1 1/2 c. corn kernels, rinsed and drained
3/4 c. quinoa, rinsed and drained
1 1/2 c. stock or water*
1 c. small broccoli florets
12 small tomatoes, halved (I used baby heirloom tomatoes)
block of Parmesan (always best freshly grated)
sea salt, pepper to taste
1.) Heat E.V.O.O. in a large skillet; sautee corn over medium-high heat until it begins to turn golden, approx. 10 minutes. Add a dash of salt and pepper.
2.) Add quinoa; sauté mixture until grains begin to brown, approx. 5 minutes. Add a dash of salt and pepper.
3.) Add stock or water. *I didn’t have stock and so cheated a bit by adding in a chicken flavor seasoning packet left over from a packet of ramen noodles.
4.) Once water begins to boil, give the mixture a final stir. Turn the heat down to medium-low, cover and let cook for 15 minutes.
5.) While quinoa cooks, boil water in a saucepan.
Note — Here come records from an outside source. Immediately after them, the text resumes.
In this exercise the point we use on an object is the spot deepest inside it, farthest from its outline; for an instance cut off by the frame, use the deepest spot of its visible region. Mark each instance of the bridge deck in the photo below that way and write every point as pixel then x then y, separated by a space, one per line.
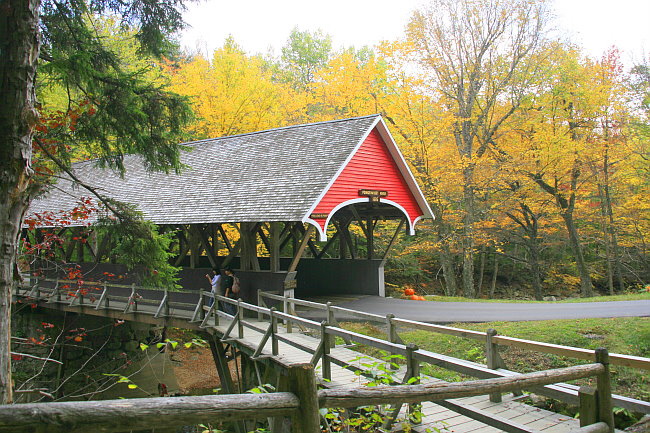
pixel 436 417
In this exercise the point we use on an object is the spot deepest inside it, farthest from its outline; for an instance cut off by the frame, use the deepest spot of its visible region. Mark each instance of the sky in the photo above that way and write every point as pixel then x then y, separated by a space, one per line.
pixel 263 26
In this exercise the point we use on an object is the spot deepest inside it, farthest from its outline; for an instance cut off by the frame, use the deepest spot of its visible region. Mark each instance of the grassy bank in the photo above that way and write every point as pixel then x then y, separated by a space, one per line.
pixel 630 336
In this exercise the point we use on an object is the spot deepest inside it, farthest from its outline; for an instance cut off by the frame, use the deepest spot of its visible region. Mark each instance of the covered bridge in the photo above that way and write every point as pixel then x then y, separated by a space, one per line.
pixel 276 205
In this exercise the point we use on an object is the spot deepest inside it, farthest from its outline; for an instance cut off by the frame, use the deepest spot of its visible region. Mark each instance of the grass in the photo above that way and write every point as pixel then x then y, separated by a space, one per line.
pixel 624 297
pixel 630 336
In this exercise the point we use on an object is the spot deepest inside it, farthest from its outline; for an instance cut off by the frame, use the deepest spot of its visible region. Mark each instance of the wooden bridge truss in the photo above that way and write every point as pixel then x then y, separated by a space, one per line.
pixel 273 343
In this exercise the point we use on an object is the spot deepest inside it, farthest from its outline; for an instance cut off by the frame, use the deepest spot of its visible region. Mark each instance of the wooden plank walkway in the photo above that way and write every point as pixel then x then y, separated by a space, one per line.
pixel 437 417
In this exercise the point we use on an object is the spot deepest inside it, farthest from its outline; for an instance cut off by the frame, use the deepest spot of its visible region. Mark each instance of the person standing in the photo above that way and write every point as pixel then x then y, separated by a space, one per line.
pixel 214 282
pixel 227 285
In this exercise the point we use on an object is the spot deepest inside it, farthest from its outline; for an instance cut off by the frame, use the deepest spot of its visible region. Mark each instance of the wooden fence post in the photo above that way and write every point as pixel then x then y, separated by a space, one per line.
pixel 604 390
pixel 492 359
pixel 240 319
pixel 331 320
pixel 325 360
pixel 393 337
pixel 413 372
pixel 302 382
pixel 260 303
pixel 285 309
pixel 274 331
pixel 588 405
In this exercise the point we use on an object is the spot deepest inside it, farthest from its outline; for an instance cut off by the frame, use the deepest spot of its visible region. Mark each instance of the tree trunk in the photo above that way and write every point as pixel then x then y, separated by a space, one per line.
pixel 494 276
pixel 468 234
pixel 606 240
pixel 574 240
pixel 535 268
pixel 447 261
pixel 481 272
pixel 19 46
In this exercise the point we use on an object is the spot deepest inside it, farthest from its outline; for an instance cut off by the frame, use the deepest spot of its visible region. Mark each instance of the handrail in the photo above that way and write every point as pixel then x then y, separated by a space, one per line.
pixel 569 351
pixel 209 316
pixel 376 395
pixel 302 402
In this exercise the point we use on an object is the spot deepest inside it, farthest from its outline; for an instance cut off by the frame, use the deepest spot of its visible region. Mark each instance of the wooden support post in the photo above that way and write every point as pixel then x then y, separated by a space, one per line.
pixel 604 390
pixel 274 331
pixel 393 337
pixel 302 382
pixel 492 359
pixel 301 248
pixel 221 362
pixel 260 303
pixel 413 372
pixel 199 314
pixel 103 299
pixel 240 319
pixel 588 405
pixel 370 237
pixel 285 309
pixel 331 320
pixel 392 241
pixel 274 230
pixel 195 248
pixel 325 360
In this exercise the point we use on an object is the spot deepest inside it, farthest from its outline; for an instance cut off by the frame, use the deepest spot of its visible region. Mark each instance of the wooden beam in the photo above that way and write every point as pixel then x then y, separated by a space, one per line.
pixel 274 250
pixel 392 241
pixel 209 251
pixel 301 248
pixel 310 243
pixel 345 234
pixel 370 237
pixel 183 247
pixel 328 245
pixel 226 241
pixel 264 238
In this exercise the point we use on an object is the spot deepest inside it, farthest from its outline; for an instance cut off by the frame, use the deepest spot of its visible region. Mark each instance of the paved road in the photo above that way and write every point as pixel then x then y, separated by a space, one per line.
pixel 449 312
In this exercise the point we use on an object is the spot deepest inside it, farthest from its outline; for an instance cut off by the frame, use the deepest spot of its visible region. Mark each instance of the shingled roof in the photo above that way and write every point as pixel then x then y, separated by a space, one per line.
pixel 272 175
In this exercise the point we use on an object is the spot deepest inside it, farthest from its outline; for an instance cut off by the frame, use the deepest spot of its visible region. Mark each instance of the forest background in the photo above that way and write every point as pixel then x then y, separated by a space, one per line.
pixel 533 155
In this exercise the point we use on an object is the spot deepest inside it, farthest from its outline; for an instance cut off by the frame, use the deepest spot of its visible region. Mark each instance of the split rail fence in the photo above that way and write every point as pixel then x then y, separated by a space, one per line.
pixel 304 400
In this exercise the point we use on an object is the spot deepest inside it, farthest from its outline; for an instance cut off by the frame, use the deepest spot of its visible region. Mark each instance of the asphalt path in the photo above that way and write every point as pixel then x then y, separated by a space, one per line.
pixel 449 312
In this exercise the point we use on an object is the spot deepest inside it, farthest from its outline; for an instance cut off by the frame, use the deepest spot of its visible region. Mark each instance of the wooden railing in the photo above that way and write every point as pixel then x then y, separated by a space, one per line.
pixel 301 403
pixel 205 315
pixel 495 365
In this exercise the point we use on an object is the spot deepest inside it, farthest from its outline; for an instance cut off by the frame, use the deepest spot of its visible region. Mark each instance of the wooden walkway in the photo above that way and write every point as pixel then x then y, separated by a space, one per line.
pixel 275 337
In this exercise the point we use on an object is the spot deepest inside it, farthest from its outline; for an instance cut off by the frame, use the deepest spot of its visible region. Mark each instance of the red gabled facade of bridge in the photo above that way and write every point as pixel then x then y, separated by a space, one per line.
pixel 372 167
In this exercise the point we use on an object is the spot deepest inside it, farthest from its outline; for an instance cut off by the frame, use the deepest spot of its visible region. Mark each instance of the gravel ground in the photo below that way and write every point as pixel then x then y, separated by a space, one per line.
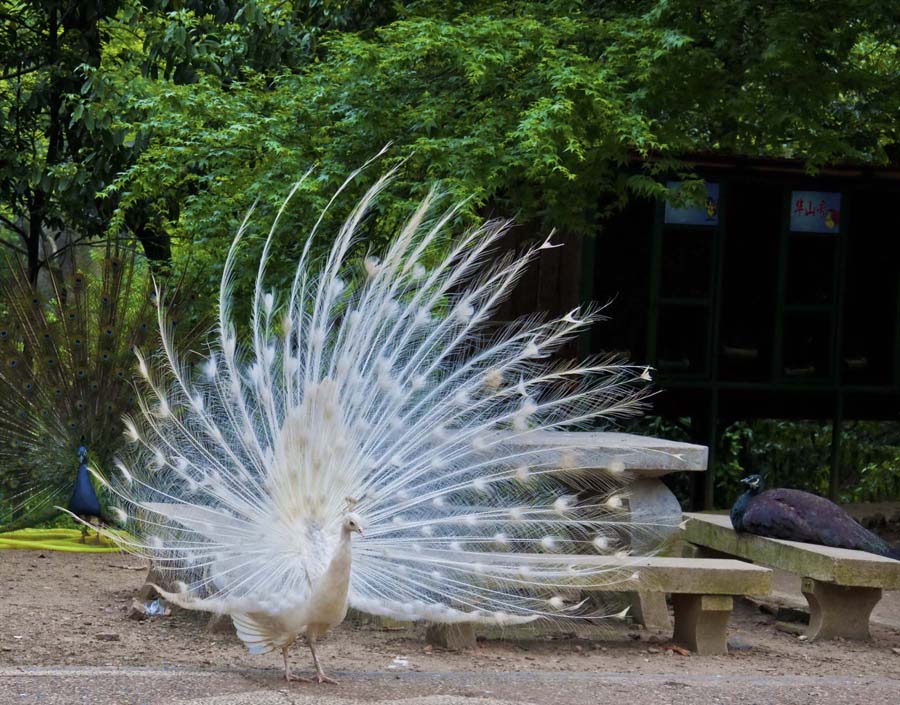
pixel 65 638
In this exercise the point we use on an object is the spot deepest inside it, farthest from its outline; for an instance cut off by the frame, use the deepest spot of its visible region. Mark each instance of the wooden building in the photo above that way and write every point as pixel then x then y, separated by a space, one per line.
pixel 778 298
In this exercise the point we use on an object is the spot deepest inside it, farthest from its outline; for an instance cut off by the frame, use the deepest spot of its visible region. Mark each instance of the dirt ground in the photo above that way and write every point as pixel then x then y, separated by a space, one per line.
pixel 70 610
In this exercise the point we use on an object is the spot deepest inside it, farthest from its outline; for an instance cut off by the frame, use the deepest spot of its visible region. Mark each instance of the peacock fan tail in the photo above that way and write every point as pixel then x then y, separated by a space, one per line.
pixel 66 370
pixel 373 388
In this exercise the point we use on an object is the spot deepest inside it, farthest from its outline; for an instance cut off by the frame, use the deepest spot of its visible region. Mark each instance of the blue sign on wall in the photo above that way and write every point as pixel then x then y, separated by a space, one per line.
pixel 706 214
pixel 815 212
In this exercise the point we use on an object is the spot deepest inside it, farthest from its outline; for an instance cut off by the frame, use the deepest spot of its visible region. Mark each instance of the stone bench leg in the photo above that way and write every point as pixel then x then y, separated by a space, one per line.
pixel 701 622
pixel 650 609
pixel 839 611
pixel 455 637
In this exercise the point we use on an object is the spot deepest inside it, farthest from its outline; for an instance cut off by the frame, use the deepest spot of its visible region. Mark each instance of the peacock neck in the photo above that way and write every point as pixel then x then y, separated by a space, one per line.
pixel 737 511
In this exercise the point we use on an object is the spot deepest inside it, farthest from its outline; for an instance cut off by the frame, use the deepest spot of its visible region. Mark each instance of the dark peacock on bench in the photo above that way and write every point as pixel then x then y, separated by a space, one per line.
pixel 795 515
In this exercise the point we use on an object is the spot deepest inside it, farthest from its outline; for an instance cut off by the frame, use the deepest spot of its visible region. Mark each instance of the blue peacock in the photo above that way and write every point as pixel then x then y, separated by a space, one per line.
pixel 67 347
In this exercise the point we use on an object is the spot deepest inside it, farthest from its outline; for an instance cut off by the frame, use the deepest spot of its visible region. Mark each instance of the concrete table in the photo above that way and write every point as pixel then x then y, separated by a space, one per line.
pixel 644 460
pixel 841 586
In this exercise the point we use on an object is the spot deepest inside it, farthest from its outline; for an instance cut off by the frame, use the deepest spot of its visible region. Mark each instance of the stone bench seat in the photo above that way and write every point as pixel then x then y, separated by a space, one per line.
pixel 841 586
pixel 701 590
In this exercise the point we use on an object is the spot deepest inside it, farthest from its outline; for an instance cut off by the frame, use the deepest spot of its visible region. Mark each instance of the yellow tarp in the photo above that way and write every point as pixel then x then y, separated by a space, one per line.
pixel 56 540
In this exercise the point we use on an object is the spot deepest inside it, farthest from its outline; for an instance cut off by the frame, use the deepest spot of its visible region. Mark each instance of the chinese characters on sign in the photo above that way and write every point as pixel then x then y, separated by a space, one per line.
pixel 705 214
pixel 815 212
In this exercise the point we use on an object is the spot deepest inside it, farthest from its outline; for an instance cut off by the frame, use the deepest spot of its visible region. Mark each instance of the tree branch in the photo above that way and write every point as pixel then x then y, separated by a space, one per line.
pixel 12 226
pixel 17 250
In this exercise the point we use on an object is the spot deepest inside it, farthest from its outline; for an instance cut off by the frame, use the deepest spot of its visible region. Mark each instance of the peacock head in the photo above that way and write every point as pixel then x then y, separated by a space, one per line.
pixel 754 482
pixel 352 523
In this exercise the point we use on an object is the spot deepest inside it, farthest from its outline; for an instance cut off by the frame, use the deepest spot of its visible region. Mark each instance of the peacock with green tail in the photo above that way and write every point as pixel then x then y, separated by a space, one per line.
pixel 67 351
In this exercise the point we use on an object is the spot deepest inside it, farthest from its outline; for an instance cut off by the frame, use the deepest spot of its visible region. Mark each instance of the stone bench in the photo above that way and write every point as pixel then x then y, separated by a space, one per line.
pixel 701 590
pixel 644 460
pixel 841 586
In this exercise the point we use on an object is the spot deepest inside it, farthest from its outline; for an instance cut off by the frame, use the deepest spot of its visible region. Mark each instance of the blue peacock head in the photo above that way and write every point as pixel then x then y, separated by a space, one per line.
pixel 755 483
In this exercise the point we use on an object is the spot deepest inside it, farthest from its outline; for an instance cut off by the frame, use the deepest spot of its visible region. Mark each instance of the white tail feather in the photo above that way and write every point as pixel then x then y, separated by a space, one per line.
pixel 377 385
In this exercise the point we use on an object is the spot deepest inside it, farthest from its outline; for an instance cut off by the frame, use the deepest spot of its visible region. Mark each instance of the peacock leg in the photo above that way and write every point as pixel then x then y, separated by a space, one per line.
pixel 320 674
pixel 287 668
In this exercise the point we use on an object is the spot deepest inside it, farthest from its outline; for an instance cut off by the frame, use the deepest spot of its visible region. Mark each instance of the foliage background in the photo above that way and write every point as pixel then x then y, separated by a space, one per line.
pixel 164 120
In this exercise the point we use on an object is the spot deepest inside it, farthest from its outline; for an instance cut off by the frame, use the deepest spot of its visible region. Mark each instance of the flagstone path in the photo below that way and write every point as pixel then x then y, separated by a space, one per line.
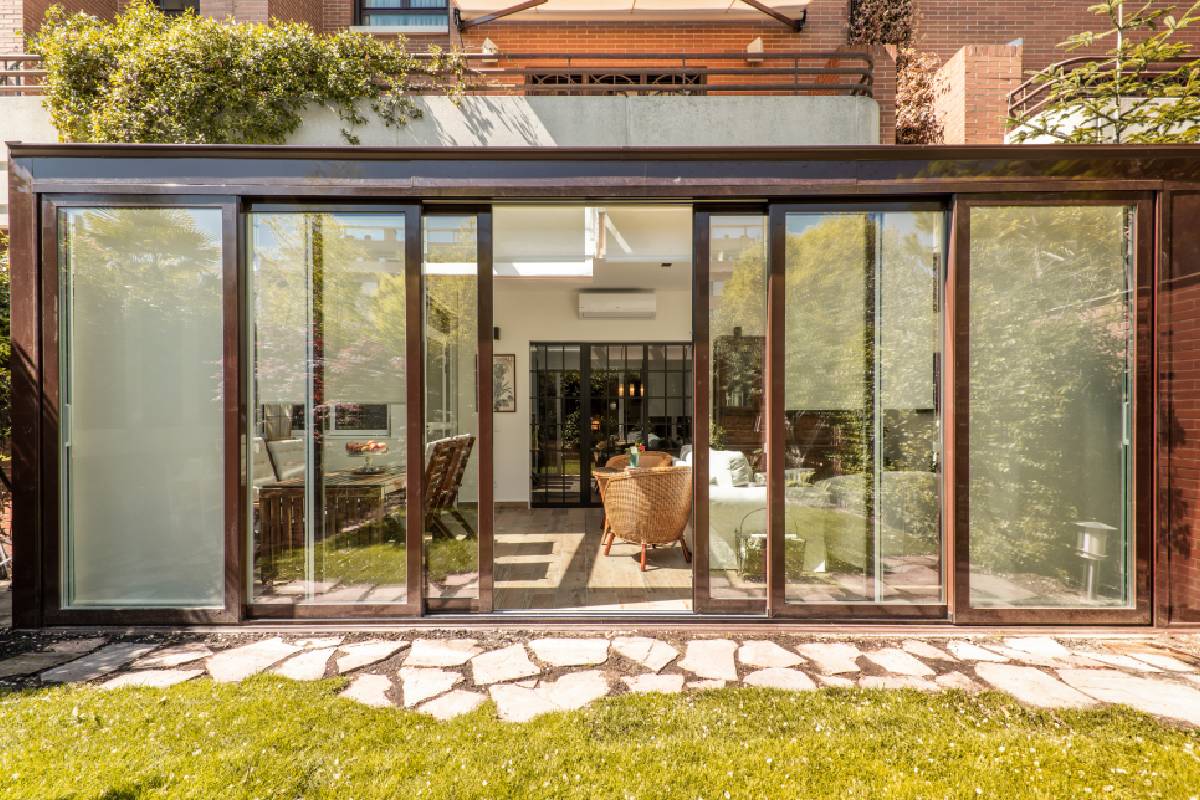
pixel 526 677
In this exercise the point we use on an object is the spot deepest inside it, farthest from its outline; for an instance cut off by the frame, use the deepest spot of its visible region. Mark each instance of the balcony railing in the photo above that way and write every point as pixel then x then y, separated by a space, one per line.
pixel 1032 96
pixel 21 74
pixel 742 72
pixel 834 72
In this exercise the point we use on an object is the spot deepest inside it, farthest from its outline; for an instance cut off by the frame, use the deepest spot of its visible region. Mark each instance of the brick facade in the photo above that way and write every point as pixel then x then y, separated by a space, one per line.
pixel 1180 408
pixel 973 84
pixel 942 26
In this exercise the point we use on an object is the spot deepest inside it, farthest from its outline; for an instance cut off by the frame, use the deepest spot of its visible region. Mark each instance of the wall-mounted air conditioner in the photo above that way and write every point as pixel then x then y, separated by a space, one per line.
pixel 618 305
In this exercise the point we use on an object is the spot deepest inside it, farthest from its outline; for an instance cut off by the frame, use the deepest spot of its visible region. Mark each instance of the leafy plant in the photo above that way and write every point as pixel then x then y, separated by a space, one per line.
pixel 147 77
pixel 889 22
pixel 1145 90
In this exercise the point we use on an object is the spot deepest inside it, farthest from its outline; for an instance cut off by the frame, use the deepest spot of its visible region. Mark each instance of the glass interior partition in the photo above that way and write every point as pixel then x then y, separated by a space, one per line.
pixel 737 329
pixel 327 447
pixel 862 426
pixel 142 405
pixel 1049 402
pixel 450 277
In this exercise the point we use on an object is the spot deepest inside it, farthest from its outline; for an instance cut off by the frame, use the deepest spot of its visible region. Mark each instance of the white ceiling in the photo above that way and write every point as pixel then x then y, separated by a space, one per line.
pixel 627 8
pixel 598 246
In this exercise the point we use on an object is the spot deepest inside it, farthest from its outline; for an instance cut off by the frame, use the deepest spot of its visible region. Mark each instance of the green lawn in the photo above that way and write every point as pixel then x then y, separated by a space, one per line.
pixel 271 738
pixel 376 554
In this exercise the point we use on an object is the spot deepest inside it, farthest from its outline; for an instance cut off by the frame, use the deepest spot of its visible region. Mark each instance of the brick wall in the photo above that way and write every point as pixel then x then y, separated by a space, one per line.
pixel 973 84
pixel 942 26
pixel 11 23
pixel 34 10
pixel 1180 405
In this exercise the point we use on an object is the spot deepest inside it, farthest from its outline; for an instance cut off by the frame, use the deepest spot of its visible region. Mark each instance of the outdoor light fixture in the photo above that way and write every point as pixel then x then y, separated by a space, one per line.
pixel 1092 545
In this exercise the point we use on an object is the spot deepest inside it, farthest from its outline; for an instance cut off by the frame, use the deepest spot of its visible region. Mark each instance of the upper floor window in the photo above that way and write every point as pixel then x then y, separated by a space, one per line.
pixel 172 7
pixel 412 16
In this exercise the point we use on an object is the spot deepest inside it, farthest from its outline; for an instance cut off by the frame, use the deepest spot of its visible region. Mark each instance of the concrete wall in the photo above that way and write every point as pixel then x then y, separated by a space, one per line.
pixel 618 121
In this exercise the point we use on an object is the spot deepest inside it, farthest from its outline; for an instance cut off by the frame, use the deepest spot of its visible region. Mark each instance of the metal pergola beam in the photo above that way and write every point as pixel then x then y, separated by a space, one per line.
pixel 463 24
pixel 795 23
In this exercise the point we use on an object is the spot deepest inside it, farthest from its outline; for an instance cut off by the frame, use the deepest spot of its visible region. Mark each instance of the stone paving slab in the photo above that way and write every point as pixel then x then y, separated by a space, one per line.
pixel 832 657
pixel 498 666
pixel 779 678
pixel 1147 695
pixel 370 690
pixel 306 666
pixel 653 683
pixel 712 659
pixel 570 653
pixel 359 655
pixel 900 662
pixel 435 679
pixel 897 681
pixel 971 651
pixel 454 704
pixel 652 654
pixel 442 653
pixel 151 678
pixel 1032 686
pixel 174 656
pixel 239 663
pixel 767 654
pixel 925 650
pixel 96 665
pixel 420 684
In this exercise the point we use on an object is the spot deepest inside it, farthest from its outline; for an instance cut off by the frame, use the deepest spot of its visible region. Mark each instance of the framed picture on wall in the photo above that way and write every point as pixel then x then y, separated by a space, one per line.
pixel 504 383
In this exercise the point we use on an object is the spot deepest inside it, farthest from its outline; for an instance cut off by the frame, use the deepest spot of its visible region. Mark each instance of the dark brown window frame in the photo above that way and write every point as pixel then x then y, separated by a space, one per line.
pixel 233 176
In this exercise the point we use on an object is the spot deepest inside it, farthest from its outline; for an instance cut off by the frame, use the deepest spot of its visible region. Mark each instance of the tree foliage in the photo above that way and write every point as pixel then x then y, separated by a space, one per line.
pixel 1144 90
pixel 147 77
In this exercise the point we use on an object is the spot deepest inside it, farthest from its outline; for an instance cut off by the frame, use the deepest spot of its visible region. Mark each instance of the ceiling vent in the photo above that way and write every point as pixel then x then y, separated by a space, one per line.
pixel 618 305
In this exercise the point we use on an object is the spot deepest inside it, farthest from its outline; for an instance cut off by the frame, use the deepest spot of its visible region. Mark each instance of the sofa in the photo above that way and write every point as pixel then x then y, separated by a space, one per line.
pixel 828 516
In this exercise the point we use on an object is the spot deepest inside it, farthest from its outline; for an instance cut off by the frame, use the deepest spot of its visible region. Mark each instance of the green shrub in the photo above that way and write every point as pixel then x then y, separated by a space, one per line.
pixel 145 77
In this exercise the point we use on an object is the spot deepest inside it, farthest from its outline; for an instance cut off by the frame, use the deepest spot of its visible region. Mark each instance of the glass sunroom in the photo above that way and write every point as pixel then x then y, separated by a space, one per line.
pixel 839 384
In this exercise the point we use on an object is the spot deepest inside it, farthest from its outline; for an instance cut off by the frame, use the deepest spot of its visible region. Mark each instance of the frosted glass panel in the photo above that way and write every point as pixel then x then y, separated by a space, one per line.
pixel 142 403
pixel 1049 398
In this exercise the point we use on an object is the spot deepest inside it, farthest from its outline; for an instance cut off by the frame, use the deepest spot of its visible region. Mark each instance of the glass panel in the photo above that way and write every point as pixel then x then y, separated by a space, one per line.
pixel 862 434
pixel 451 417
pixel 1050 324
pixel 549 262
pixel 328 453
pixel 143 441
pixel 737 493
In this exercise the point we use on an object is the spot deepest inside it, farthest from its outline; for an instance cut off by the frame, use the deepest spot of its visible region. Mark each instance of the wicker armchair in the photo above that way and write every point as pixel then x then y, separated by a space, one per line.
pixel 649 506
pixel 647 459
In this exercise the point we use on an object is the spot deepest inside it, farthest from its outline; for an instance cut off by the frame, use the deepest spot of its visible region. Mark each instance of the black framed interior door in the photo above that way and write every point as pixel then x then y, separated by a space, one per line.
pixel 591 401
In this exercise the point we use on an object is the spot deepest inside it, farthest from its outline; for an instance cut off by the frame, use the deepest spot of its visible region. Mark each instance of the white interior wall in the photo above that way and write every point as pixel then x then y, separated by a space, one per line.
pixel 528 310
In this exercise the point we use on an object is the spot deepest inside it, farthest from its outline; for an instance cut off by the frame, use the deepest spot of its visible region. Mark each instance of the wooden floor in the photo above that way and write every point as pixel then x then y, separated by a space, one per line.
pixel 552 559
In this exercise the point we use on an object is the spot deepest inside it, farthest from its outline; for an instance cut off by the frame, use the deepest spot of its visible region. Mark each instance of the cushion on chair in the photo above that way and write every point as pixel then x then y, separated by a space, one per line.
pixel 287 455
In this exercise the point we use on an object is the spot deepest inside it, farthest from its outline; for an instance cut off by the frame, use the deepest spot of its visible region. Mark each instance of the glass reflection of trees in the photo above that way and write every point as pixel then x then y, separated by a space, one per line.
pixel 1049 360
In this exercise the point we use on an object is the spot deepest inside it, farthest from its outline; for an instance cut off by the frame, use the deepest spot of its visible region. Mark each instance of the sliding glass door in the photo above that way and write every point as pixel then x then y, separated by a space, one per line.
pixel 856 419
pixel 1048 341
pixel 328 447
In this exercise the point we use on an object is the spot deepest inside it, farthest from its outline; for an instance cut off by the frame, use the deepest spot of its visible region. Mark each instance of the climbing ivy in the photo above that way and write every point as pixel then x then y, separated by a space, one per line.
pixel 147 77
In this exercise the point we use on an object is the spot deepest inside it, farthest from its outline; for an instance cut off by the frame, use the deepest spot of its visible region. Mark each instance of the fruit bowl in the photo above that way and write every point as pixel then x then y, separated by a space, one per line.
pixel 367 450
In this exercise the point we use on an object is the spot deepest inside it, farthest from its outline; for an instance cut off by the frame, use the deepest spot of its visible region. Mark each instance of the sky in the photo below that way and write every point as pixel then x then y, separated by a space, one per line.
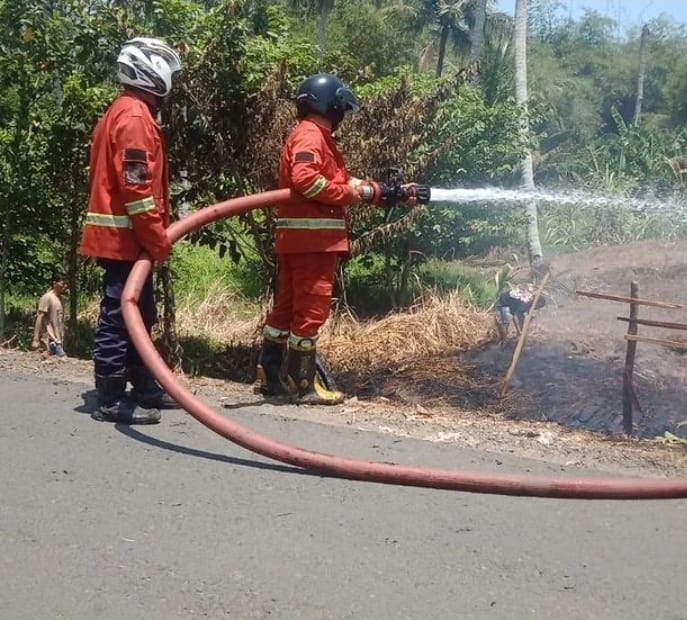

Blanche broccoli florets 2 minutes, or until they turn bright green. Immediately drain into strainer and run under cold water.
6.) Test quinoa for doneness: grains should be fluffy and soft. If the kernels are still hard, add a touch of liquid to the pan (so that the bottom stays moist) and return to heat for another 3-5 minutes, or until liquid is absorbed and grains are fully cooked.
7.) In bowl, top quinoa and corn mixture with broccoli florets and tomato halves. Grate with fresh Parmesan to taste.